Gelelim Kayseri’ye… Kamu kurumlarından, ajanslardan al haberi yapıştır. Hoppala... Bunu medyanın ileri gitmesi, medya ileri değil geriye değil dibe gidiyor, bitiyor. Milli basın yok oluyor. Ajanslardan alıp yapıştırılan haberler gazetelerin hali harap. Radyo-televizyonlar daha harap.
Kayseri’de alın gazeteleri bakın hepsi bir kalemden çıkmış gibi. Ülkesi için canını ortaya koyan gazeteciler ise ayakta durmanın mücadelesinde. 10 Ocak nedeniyle diyorum ki; milli basın çalışanlarına artık sahip çıkılmalı. Ülkemizin milli basına ihtiyacı var…
İnternet gazetelerine de düzenleme getirilerek. Artık İnternet Gazetelerine de ilanlar verilmeli. Ben bu konuda Basın İlan Kurumu Genel Müdürlüğünü göreve davet ediyorum. Artık o yasa çıkmalı. Milli Basın Görevini İnternet Gazeteleri üstlendi. Devlet bunu hayata geçirmeli. İnternet Gazetelerine ilan verilmeli. 15 Temmuz'da halkı meydanlara indiren internet gazeteleri ve medyası idi. Ben burada İGF kurucusu ve Başkanı Mesut Demir ve arkadaşlarına teşekkür ederim. İnternet yasasının çıkması için çok gayret ediyorlar.
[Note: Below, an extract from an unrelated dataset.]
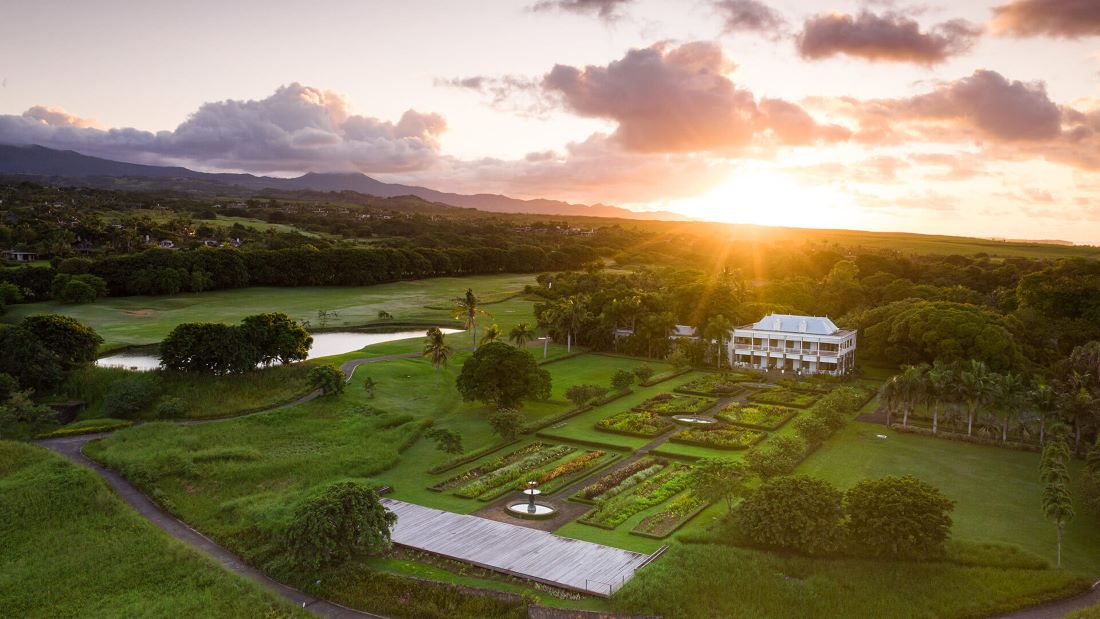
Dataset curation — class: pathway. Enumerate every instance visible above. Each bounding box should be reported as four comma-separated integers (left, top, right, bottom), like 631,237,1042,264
37,434,385,619
382,498,656,597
Daha sona Türkiye’nin en büyük İnternet Gazeteciler Fedarasyonuna İGF ile yayınlanan haberlerimiz, köşe yazılarımız Türkiye genelinde 2500 haber sitesinde yayınlanmaktadır. Burada çeşitli etkinlikler, basının sorunları tartışılacak.
Türkiye’de gazetecilik geriye gidiyor. Bu meslek öyle kolay bir meslek değil, sorumluluğu ağır. 15 Temmuz hain darbe kalkışmasında verilen sınav dedim ya gazetecinin sorumluluğu. Vatanına milletine karşı. Var. Sınav verildi. Kimin hangi noktada olduğunu millet gördü. Gazetecilik öyle kolay mı? Meslekte saygınlık, meslekte dürüstlük, meslekte ilkelilik. Ulu çınar gibidir, kökü sağlam yerdedir, başı göklerdedir.